Her gün millî değerlerimize, millî dinamiklerimize, Türk milletini ayakta tutan millî mefahirimize, millî kahramanlarımıza hayasızca saldırılar yapılırken, millî gururumuz rencide edilirken, Mehmetçiklerin başına çuval geçirilirken, bunun müsebbipleri, ortada dolaşırken, protokollerle karşılanırken Milletvekillerimiz nasıl bir tablo sergiliyor? Bunu tarih ibretle kaydedecektir, neyse.

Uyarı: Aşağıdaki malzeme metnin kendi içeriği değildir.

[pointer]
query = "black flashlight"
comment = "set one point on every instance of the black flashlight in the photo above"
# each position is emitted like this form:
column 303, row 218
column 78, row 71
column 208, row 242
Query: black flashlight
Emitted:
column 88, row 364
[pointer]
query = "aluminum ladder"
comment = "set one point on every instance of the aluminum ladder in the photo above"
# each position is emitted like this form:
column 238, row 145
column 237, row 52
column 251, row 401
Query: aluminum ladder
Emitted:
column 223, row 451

Mehmed Âkif’in Abdürreşid İbrahim adındaki ünlü Türk gezginin ağzından ve cami kürsüsünden naklettiği manzum parçanın bir kısmını alarak ve yüzyıl öncesinden bugüne göndermeler yaparak konuya açıklık getirelim:
“... Bir de İstanbul’a geldim ki bütün çarşı pazar
Naradan çalkalanıyor, öyle ya hürriyet var...

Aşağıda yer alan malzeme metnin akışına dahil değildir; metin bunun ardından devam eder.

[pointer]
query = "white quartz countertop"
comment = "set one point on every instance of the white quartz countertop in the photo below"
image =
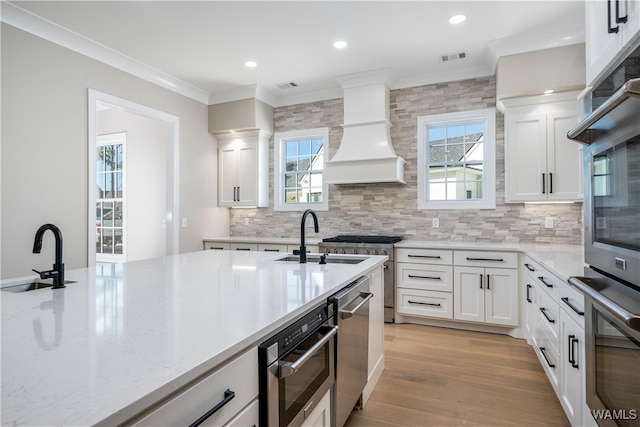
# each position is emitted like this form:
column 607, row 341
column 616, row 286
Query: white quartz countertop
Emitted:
column 125, row 335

Galeyan geldi mi mantık savuşurmuş, doğru.
Kimi gördümse vardı aklından bir zoru.
Eli bayraklı alaylar yürüyor dört keçeli
En ağır başlısının bir zili eksik, belli.

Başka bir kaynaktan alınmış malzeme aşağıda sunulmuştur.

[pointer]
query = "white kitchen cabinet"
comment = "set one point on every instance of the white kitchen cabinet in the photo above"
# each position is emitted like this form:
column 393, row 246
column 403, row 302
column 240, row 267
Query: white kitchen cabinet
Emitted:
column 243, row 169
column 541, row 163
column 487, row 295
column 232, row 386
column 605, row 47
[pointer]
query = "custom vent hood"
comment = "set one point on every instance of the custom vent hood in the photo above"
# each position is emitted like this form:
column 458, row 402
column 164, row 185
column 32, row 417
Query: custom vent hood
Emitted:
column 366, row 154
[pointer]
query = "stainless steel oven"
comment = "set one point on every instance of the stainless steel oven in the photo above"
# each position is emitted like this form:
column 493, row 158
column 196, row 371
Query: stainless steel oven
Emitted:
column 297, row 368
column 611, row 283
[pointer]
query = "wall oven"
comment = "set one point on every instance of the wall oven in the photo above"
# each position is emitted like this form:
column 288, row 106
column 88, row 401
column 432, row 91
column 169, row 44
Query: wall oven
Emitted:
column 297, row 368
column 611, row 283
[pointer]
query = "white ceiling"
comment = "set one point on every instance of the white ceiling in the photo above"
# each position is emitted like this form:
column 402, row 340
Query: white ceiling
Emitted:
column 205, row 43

Ötüyor her taşın üstünde bir dilli düdük,
Alkışlıyor, etrafını kaplamış yüzlerce hödük.
Kim ne söylese hemen el vurup alkışlanacak,
Yaşasın, kim yaşasın: Ömrü olan, şak, şak şak.
Kimse farkında değil anlaşılan yaptığının,
Kafalar tütsülü hülya ile gözler kızgın.
Sanki zincirdekiler hep boşanıp zincirden
Yıkıvermiş de duvarı çıkmış birden.
Dalkavuk devri değil eski kasaid yerine
Udebanız ana-avrat sövüyor birbirine.”
Bu durum Mustafa Kemal Paşa’nın Samsun’a çıktığı günlerde de böyledir:
“Sönmüş olacaktır diye o her günkü husumet
Yekpare sanıp ardından koştuğum o millet,
Baktım ki yakından o da bir başka karaltı
Kalmıştı koşup gitmediğim bir yerin altı...”
Görüldüğü gibi bu durumu kendine yediremeyen Mehmed Âkif utancından yerin dibine geçmektedir. İbret alınmalıdır.